On October 28th, 1954, the French grape-growing hamlet of Chateauneuf-du-Pape passed a law forbidding any type of cigare volant, or flying cigar, from landing in any vineyard. Article one of the decree states: the take-off, landing, and overhead flight of the aircraft known as flying saucers, or flying cigars, whatever their nationality, are prohibited in the territory of the commune.
Up here in Northern California, the legislative vibe is a bit different from le commune, so no such law exists. This is fortunate for local surf enthusiast T, who is clearly stoked to introduce his new Cigare Volant to our chilly waters.
Full board, Martian-green opaque resin work with a cigar band complete the aesthetics of the cigare theme.
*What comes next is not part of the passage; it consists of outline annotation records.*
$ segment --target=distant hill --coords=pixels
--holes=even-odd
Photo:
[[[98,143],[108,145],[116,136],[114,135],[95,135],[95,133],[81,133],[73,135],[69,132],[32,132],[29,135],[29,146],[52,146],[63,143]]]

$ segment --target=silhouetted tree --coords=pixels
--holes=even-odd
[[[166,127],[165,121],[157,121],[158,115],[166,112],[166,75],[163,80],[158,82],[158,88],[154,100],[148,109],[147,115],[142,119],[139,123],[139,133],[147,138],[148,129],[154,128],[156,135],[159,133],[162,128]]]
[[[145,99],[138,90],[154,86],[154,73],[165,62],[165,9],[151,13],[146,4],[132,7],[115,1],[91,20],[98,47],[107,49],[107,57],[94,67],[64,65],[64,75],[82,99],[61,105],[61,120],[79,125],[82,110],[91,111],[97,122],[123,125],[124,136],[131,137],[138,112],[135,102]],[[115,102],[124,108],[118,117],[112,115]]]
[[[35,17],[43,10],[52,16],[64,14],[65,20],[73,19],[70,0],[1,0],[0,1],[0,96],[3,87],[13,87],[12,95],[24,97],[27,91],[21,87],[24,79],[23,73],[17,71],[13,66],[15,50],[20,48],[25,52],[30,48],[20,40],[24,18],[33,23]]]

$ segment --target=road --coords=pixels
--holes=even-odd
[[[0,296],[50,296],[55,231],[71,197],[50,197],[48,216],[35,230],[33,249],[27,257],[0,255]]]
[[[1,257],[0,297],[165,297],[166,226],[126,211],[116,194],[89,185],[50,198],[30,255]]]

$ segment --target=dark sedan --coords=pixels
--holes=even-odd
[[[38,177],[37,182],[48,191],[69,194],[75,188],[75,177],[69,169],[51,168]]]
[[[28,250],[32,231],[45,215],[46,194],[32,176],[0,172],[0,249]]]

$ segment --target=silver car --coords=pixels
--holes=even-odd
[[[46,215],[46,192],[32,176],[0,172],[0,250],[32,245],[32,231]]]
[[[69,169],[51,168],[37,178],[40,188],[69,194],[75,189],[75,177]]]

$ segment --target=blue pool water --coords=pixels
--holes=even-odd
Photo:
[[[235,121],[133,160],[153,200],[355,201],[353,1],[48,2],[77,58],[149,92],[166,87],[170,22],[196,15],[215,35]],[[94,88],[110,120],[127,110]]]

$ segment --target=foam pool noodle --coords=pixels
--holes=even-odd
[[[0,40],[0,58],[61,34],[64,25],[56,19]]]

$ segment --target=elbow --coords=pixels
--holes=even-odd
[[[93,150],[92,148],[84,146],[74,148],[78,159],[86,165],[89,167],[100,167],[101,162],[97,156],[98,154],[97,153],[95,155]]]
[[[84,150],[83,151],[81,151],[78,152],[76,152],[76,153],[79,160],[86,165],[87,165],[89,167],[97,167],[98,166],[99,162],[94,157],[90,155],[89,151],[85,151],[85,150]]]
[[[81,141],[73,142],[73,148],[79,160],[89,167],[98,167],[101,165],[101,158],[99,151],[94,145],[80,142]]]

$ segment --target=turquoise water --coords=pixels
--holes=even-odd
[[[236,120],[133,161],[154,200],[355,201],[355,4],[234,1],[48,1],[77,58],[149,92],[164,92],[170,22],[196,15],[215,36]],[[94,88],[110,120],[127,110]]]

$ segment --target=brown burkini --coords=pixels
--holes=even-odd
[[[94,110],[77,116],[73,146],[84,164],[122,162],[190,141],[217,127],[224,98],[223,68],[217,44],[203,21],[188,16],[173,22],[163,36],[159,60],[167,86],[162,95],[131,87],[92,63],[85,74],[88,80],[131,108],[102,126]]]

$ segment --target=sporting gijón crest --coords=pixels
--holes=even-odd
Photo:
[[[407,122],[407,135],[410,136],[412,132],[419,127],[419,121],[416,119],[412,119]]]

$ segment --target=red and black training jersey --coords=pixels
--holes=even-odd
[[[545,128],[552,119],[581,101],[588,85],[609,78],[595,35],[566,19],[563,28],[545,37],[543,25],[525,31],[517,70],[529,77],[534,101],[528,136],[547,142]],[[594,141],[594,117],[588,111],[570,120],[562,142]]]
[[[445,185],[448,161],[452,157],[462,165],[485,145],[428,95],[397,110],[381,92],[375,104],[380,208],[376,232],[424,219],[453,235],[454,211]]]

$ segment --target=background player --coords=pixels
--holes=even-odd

The bladed-out rails, single wing in the tail, and flexie fin provide the space-age engine.
The obligatory rocker/foil check.
If you see T squirting around on his Flying Cigar along the California coast, feel free to push him of and take it for a spin. He likes to share!

Wednesday, February 6, 2008

The Long of It

Enough jibba-jabba, here's a longboard for Bodega Bay surf enthusiast Mike.
Mike is famously hard on his boards. Despite the hefty glass job on this 9'6" noseridin' special, I drew up a Bill of Longboard Rights upon order that looked something like this:
I, Mike, hereby pledge to take care of this surfboard most beautifully glassed by Fatty. I promise not to leave it on the top of my car, uncovered, when I spontaneously decide to drive to Tahoe for the weekend. I promise not to paddle out at Bobo with my dog perched on the deck. I also give my word that I will not attempt any ding repairs, as I have proven to suck at this, and instead I assure that I will bring my freshly damaged board straight to an industry professional."
The comp band is to prove that he's full of it when he claims a cheater five.